2. Execution on the ThetaGPU supercomputer (with Ray)#
In this tutorial we are going to learn how to use DeepHyper on the ThetaGPU supercomputer at the ALCF using Ray. ThetaGPU is a 3.9 petaflops system based on NVIDIA DGX A100.
2.1. Submission Script#
This section of the tutorial will show you how to submit script to the COBALT scheduler of ThetaGPU. To execute DeepHyper on ThetaGPU with a submission script it is required to:
Define a Bash script to initialize the environment (e.g., load a module, activate a conda environment).
Define a script composed of 3 steps: (1) launch a Ray cluster on available ressources, (2) execute a Python application which connects to the Ray cluster, and (3) stop the Ray cluster.

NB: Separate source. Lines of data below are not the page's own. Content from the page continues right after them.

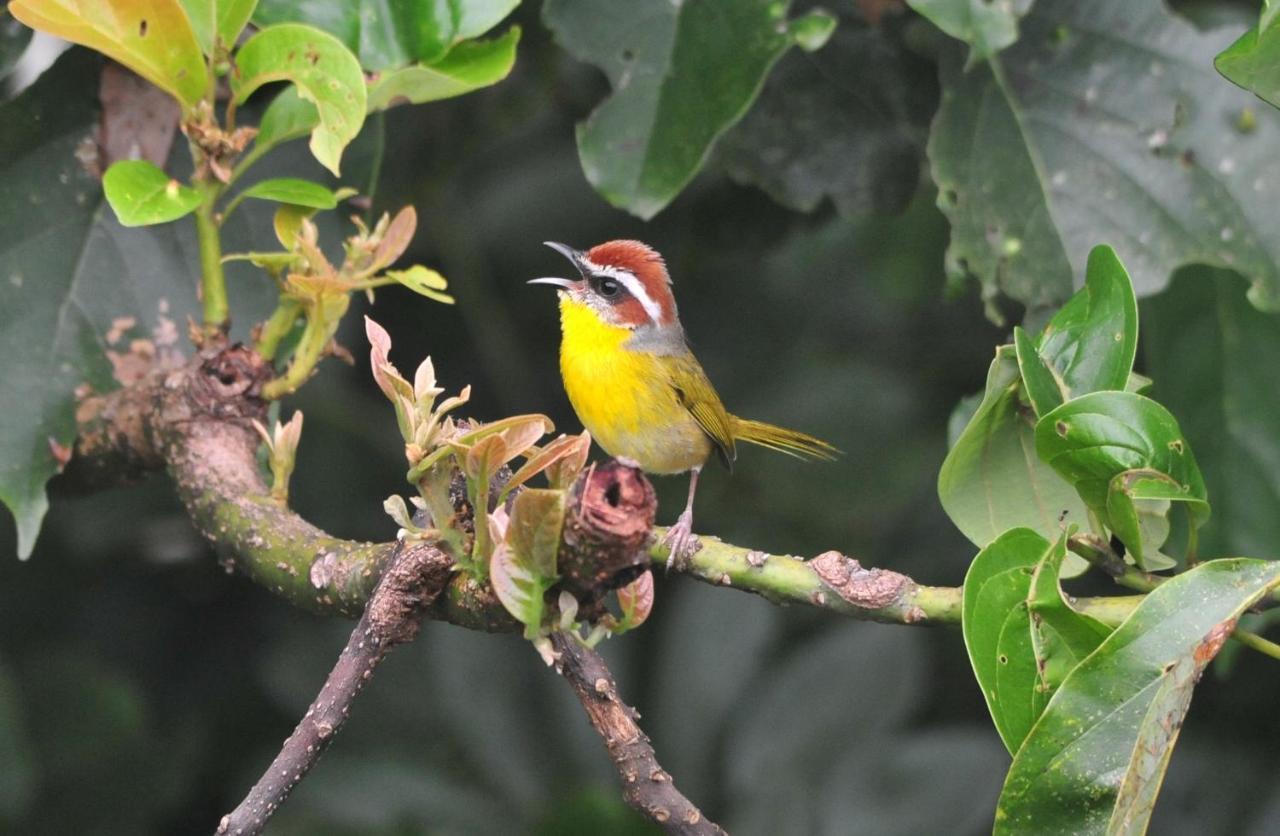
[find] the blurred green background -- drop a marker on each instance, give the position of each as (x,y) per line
(142,689)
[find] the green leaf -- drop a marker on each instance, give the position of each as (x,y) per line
(1138,503)
(218,21)
(291,190)
(1253,60)
(1215,359)
(997,631)
(144,195)
(424,282)
(524,566)
(1096,759)
(467,67)
(681,74)
(1093,439)
(324,72)
(987,27)
(992,480)
(1037,159)
(151,37)
(809,137)
(1060,636)
(14,39)
(388,33)
(1089,345)
(1042,388)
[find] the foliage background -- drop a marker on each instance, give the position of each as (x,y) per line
(141,689)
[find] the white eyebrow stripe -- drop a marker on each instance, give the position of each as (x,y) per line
(634,286)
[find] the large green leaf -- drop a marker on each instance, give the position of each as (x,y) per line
(323,71)
(812,135)
(1215,357)
(681,74)
(997,631)
(1060,636)
(141,193)
(218,22)
(986,26)
(467,67)
(1253,60)
(45,320)
(1089,345)
(470,65)
(391,33)
(151,37)
(292,190)
(992,480)
(1105,122)
(1096,759)
(1116,448)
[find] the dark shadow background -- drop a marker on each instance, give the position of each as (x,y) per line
(142,689)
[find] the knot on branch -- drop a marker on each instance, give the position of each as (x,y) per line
(864,588)
(611,512)
(228,383)
(411,584)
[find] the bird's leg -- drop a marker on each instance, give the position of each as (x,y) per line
(680,538)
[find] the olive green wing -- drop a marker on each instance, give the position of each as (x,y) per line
(698,396)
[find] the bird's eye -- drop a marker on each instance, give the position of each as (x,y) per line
(608,288)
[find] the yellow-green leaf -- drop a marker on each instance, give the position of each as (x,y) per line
(151,37)
(324,72)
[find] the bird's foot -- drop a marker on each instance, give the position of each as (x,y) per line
(681,540)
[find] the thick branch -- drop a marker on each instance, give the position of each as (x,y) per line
(830,581)
(414,580)
(645,785)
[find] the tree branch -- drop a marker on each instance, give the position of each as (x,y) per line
(830,581)
(645,785)
(415,578)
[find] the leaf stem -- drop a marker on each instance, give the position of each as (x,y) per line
(277,328)
(213,283)
(1255,642)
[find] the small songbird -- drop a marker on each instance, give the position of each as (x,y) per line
(636,385)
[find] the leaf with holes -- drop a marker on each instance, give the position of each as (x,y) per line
(997,631)
(142,195)
(1089,345)
(1096,759)
(1060,636)
(1093,439)
(388,35)
(812,136)
(1253,60)
(218,22)
(987,27)
(992,480)
(1038,156)
(323,71)
(467,67)
(681,74)
(1138,505)
(151,37)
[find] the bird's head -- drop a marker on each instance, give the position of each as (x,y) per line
(624,282)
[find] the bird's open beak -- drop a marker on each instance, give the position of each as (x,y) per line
(568,252)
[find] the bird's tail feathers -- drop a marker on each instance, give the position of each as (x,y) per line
(790,442)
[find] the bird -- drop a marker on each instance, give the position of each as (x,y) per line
(635,383)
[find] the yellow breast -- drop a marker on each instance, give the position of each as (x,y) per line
(625,397)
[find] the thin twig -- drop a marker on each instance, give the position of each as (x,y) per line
(410,584)
(645,785)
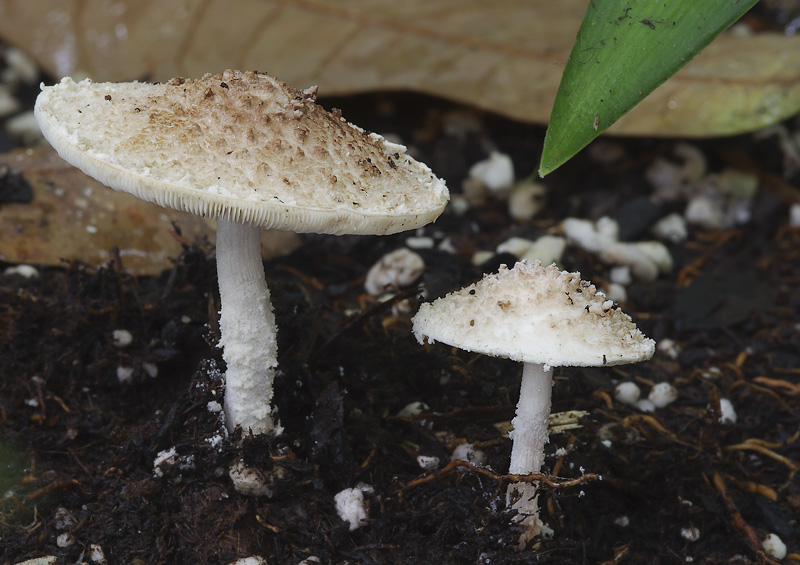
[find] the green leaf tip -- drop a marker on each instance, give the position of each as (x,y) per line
(623,51)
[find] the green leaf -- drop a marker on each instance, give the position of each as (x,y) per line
(624,50)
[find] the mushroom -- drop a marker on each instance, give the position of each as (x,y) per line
(543,318)
(252,152)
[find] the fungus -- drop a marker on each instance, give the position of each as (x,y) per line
(544,318)
(252,152)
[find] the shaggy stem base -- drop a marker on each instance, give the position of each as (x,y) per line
(527,453)
(247,325)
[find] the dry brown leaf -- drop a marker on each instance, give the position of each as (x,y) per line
(72,216)
(505,57)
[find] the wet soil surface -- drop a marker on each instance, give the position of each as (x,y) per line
(671,486)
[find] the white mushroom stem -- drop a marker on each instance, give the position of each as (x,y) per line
(247,325)
(528,438)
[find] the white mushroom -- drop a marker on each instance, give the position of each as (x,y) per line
(254,153)
(543,318)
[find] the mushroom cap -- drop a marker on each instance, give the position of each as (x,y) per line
(240,145)
(535,314)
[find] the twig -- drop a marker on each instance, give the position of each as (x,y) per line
(747,532)
(51,487)
(552,482)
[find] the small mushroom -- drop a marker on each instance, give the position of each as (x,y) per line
(543,318)
(252,152)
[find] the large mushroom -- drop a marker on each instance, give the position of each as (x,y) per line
(252,152)
(543,318)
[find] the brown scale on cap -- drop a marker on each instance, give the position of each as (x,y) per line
(535,314)
(243,144)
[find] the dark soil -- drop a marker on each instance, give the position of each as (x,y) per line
(79,445)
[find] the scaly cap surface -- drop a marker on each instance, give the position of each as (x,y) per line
(535,314)
(242,145)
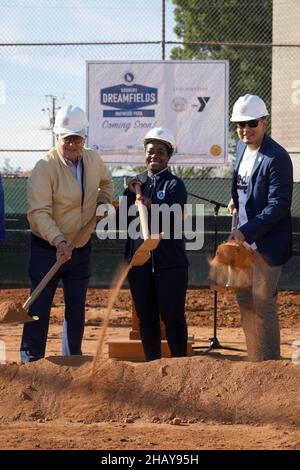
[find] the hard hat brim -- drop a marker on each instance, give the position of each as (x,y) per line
(248,118)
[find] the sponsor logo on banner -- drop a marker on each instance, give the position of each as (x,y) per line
(128,99)
(160,195)
(203,100)
(179,104)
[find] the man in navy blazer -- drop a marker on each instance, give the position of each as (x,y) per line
(262,189)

Start by creating a script named activate-dhenv.sh
to initialize your environment. It will be used to initialize each used compute node. Replace the $CONDA_ENV_PATH
by your personnal conda installation (e.g., it can be replaced by base
if no virtual environment is used):
activate-dhenv.sh
##!/bin/bash
# Necessary for Bash shells
. /etc/profile
# Tensorflow optimized for A100 with CUDA 11
module load conda/2022-07-01
# Activate conda env
conda activate $CONDA_ENV_PATH
Tip
This activate-dhenv
script can be very useful to tailor the execution’s environment to your needs. Here are a few tips that can be useful:
To activate XLA optimized compilation add
export TF_XLA_FLAGS=--tf_xla_enable_xla_devices
To change the log level of Tensorflow add
export TF_CPP_MIN_LOG_LEVEL=3
Then create a new file named job-deephyper.sh
and make it executable. It will correspond to your submission script.
$ touch job-deephyper.sh && chmod +x job-deephyper.sh
Add the following content:
job-deephyper.sh
##!/bin/bash
#COBALT -q full-node
#COBALT -n 2
#COBALT -t 20
#COBALT -A $PROJECT_NAME
#COBALT --attrs filesystems=home,grand,eagle,theta-fs0
# User Configuration
EXP_DIR=$PWD
INIT_SCRIPT=$PWD/activate-dhenv.sh
CPUS_PER_NODE=8
GPUS_PER_NODE=8
# Initialization of environment
source $INIT_SCRIPT
# Getting the node names
mapfile -t nodes_array -d '\n' < $COBALT_NODEFILE
head_node=${nodes_array[0]}
head_node_ip=$(dig $head_node a +short | awk 'FNR==2')
# Starting the Ray Head Node
port=6379
ip_head=$head_node_ip:$port
export ip_head
echo "IP Head: $ip_head"
echo "Starting HEAD at $head_node"
ssh -tt $head_node_ip "source $INIT_SCRIPT; cd $EXP_DIR; \
ray start --head --node-ip-address=$head_node_ip --port=$port \
--num-cpus $CPUS_PER_NODE --num-gpus $GPUS_PER_NODE --block" &
# Optional, though may be useful in certain versions of Ray < 1.0.
sleep 10
# Number of nodes other than the head node
nodes_num=$((${#nodes_array[*]} - 1))
echo "$nodes_num nodes"
for ((i = 1; i <= nodes_num; i++)); do
node_i=${nodes_array[$i]}
node_i_ip=$(dig $node_i a +short | awk 'FNR==1')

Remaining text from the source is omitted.